By 1880, Spencers Wood had become a thriving village with a population of 600, of whom 200 were children. Most of the adults worked in the fields or were in domestic service. Victorian and Edwardian style houses were built along the Basingstoke Road using bricks baked at the local Swain family kiln. The Square became the heart of the village during this building period, and many of these houses still stand. In 1890 Frederick Allfrey built an Infants' School opposite the end of Hyde End Road. It closed as a school in 1915, as both Lambs Lane and Ryeish Green schools were open by then. The building continued to be used for educational purposes, but since the 1970s has been used as a library.

In spite of its growth, Spencers Wood was still split between the ecclesiastical parishes of Shinfield, Swallowfield and Grazeley. This changed in 1908 when the Church of St Michael and All Angels was consecrated. The ecclesiastical parish of Spencers Wood was created five years later, although some parts of the village remained in the parish of Grazeley. In 2004 the parishes of Spencers Wood and Grazeley with Beech Hill were united under a single PCC, and the same year became part of the United Benefice of Loddon Reach. Also in 1908, Lambs Lane school opened, ending the need for older children to walk to Swallowfield's Russell Hall, Shinfield or Grazeley School. The Arts and Crafts-style Village Hall was opened in 1911 and is run by a board of trustees on behalf of the village inhabitants.

===World War Two===
Spencers Wood, being a rural community, was unaffected by the Blitz. Few German bombs fell in the area, which was just as well as the village had no air-raid shelters. One German plane was shot down locally. Rationing also had little effect on the village since a majority of villagers were too poor to notice a real reduction in goods. Food was grown and caught locally as part of the dig for victory programme and the black-market was able to supply all excess demand. The main impact of the war was the influx of people.

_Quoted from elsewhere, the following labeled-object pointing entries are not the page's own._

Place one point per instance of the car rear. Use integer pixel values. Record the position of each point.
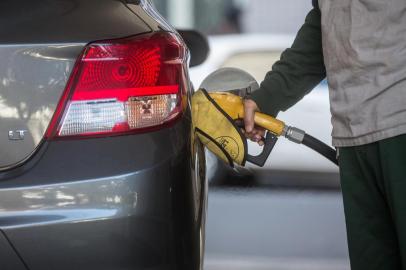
(96, 170)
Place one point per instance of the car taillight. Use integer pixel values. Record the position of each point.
(123, 86)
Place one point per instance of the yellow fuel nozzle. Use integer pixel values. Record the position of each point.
(234, 107)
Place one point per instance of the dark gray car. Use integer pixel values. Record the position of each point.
(97, 169)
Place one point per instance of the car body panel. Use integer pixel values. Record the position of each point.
(67, 21)
(12, 261)
(113, 209)
(114, 202)
(37, 59)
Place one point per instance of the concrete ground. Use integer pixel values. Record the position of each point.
(275, 229)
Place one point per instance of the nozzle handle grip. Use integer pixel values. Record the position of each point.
(269, 123)
(269, 143)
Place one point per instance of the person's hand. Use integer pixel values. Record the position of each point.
(253, 133)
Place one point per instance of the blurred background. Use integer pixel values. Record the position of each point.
(289, 214)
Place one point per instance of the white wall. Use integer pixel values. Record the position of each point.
(275, 16)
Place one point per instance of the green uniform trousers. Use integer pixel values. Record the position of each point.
(373, 180)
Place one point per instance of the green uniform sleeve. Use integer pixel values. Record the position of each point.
(299, 70)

Two coaches of evacuees arrived in the village in September 1939. Evacuee children and local children were educated separately until Christmas 1939. Canadian forces were stationed at Stanbury (where Wellington Court now is) for a while, and a small POW camp was opened there after the Canadians relocated. Some POWs helped on the local farms. The village hall served as the Local Defence Volunteers headquarters. Basingstoke Road was the main road to Aldershot, and frequent troop convoys ran through the village. After the war, many soldiers, evacuees and prisoners of war decided to settle in the village.

===Recent history===
The first street lighting in the village was installed after the war. In 1954, Spencers Wood Women's Institute was formed. It closed in the mid-1980s. In the 1960s, the M4 Motorway was built and became a man-made barrier between the village and Reading. In the 1980s, the A33 Swallowfield Bypass severed roads to the village of Grazeley lying to the East.

==Village services==
- The local library is part of Wokingham Borough Council's Libraries. The building was originally an infants' school (opened in 1890).
- The village post office is on the Basingstoke Road. It has been a post office since 1885, and was a manual telephone exchange until 1934. The oldest surviving postbox in the village dates from King George V's reign.